Jamais Coupe d’Europe n’aura été autant suivie. Forcément : ça risque d’être la dernière. La dernière sur ce format, avec les Anglais, j’entends. Parce que l’ERC va faire sans eux. Comme en 1995/1996. Si la H Cup, qui peinait à se faire une place au soleil entre le Premiership et le Top 14, avait voulu se payer un coup de pub, elle ne s’y serait pas mieux prise. On n’entend parler que d’elle. Et lundi, ce 23 septembre, il y avait foule dans le salon de France Télévisions au moment de présenter la dix-neuvième édition, et pas seulement pour l’excellent buffet qu’on y servait.
Que les clubs anglais veuillent davantage de pognon, ça les regarde et ils ne sont pas les seuls dans ce cas. Que les Anglais, dans l’Europe rugbystique comme dans l’Europe politique, économique, financière et sociale, ne pensent qu’à eux, ce n’est pas nouveau. Réflexe insulaire. Que les Anglais signent un contrat télé en cachette, dans leur coin (on vous en parlait ici même dès janvier) ne fait que confirmer leur état d’esprit : moi d’abord et les autres ensuite. Qu’ils décident, comme en 1995, 1999 et 2007, de quitter la H Cup, on connait le refrain. Et à la fin de la chanson, ils finissent toujours par revenir.
On ne change pas un Anglais. Mais, en revanche, à quoi joue Paul Goze ? Comment la LNR peut-elle accepter de se décrédibiliser ainsi en annonçant la création d’une compétition pirate ? «Inélégant», «hors de propos», mais aussi «ridicule», «incompréhensible», j’en passe des plus salés : que de reproches ai-je entendu, lundi, venant de joueurs et d’entraîneurs du Top 14 au sujet de l’annonce du projet d’une compétition pirate franco-anglaise… Sans compter que le timing, la veille de la présentation de l’actuelle H Cup, ne fait pas seulement grincer des dents, il en dit long sur l’esprit – pas très rugby – qui anime le patron du rugby pro français, acoquiné avec les Anglais.
RCC. Rugby Champions Club.
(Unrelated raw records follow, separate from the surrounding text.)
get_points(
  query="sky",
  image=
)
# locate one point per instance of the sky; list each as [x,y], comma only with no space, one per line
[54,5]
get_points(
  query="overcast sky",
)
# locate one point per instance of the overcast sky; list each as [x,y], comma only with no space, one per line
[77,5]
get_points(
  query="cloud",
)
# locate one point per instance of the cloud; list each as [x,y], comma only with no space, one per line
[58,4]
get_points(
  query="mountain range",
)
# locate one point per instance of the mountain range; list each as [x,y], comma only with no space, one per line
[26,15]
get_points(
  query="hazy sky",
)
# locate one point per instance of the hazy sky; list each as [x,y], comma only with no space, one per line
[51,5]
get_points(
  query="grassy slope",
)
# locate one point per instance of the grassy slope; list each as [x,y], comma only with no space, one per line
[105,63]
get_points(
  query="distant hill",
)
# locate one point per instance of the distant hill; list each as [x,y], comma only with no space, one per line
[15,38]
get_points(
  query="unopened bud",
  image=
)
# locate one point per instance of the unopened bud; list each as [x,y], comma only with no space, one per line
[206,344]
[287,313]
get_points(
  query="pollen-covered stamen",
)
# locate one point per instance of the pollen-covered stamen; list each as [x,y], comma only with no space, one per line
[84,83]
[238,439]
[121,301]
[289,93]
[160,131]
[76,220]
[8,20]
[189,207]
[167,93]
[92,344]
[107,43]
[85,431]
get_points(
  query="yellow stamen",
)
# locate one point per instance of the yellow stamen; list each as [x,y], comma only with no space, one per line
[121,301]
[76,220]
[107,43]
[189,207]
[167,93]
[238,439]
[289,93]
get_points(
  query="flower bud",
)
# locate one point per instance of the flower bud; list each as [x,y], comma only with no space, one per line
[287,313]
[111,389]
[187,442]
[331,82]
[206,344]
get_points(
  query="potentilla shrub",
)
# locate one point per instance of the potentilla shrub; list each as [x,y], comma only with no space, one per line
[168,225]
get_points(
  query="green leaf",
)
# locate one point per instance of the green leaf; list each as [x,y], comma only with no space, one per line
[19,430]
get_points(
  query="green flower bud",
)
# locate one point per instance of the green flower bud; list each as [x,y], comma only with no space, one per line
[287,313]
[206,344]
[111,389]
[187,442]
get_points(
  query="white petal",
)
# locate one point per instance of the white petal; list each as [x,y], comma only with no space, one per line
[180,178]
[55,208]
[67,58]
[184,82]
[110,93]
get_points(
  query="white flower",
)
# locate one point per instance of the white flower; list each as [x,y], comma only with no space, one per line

Où est-ce que vous voyez écrit «Europe», vous ? Moi, nulle part. En fait, il ne s’agit pas d’une Coupe d’Europe bis mais d’une compétition entre clubs anglais et français qui ne va pas tarder à annoncer l’agrégat de provinces sud-africaines, elles aussi attirées par l’argent (qui viendra ainsi combler le trou qui s’élargit dans leurs caisses), et pourquoi pas d’équipes russes, canadiennes, américaines et argentines, deux sélections Pumas montées de toutes pièces dont on sait qu’elles vont prochainement intégrer le Super 15.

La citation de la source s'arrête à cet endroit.